2016年 コラム・つぶやき 勉強法(二次試験)

二次試験に向けたメンタルコントロール


二次試験まで約1ヶ月となりました。私も、合格した年の同じ時期は、以前に書いたように、自己嫌悪と吐き気を催すようなプレッシャーがあったものです。今から思い返すと、その時のメンタルコントロールが良い結果に繋がったのではないかと考えられるのです。

他の難関資格との比較をすると(とはいっても受験経験がないのであくまでも試験問題の立ち読みレベルの内容ですが)、例えば司法試験や行政書士試験のような法律系の試験は、与えられた課題について、いろんな学説や法律の解釈を適用してその解を見つけさせるものですので、適用すべき法律や学説が適切であれば、おおよそ受験生の解答はある一定の範囲で集約されるものでしょう。公認会計士や税理士といった会計系の試験は、会計基準や税法等を基準として、主に計算により解答を求めさせる試験です。こちらもきちんと計算さえできていれば、受験生の大半がそれなりに正しい解答を得られる試験です。

一方、診断士二次試験は、組織・人事、マーケティング、生産、財務の各分野に関するケーススタディ(あるいはケースメソッド)です。それぞれの事例のストーリーの背後に何を読むかにより解答が異なり、その結果出題者の意図と受験生の解答には常に齟齬が生まれる可能性があります。出題者の模範解答(があるとすればですが)とおり解答できれば満点でしょうが、それは不可能に近いでしょう。合格者の多くが6割から7割の得点率に集中していることがそれを示しています。

また、診断士試験のユニークさは、解答内容が全く違っていても合格答案になっていることです。平成22年の事例1では、食品原材料商社である事例企業が、食品原材料以外の商材に手を広げるべきかどうか明らかにせよとの問題が出題されていますが、合格者の答案には、選ぶべきであるとするものも、選ぶべきではないとするものもあります。このことだけで判断するのは厳しいものがありますが、少なくとも、何か模範解答のようなものに近いものを答えないと合格できないというわけではなさそうです。

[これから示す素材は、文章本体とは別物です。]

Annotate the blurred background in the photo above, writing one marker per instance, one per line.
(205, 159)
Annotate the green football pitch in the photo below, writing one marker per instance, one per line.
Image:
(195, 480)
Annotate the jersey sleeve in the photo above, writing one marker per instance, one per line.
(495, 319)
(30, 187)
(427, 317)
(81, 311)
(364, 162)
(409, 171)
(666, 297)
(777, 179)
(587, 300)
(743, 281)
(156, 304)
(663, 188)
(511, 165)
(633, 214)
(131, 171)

ここに、二次試験に向けたメンタルコントロールの鍵があると思います。それは、「正解探しで自分を追い詰めないこと」です。コップの半分まで入っている水を「もう半分しかない」とみるか「まだ半分ある」とみるかという有名な例えがありますが、診断士二次試験というのは、それだけの「ゆらぎの幅」がもとからある試験です。その解答は、たとえ模範解答に近い内容を書いたとしても、何かしら突っ込まれる部分が残っているものです。なぜなら、その模範解答とは異なるストーリーを読み取っている人にとっては、模範解答は「間違い解答」に見えるからです。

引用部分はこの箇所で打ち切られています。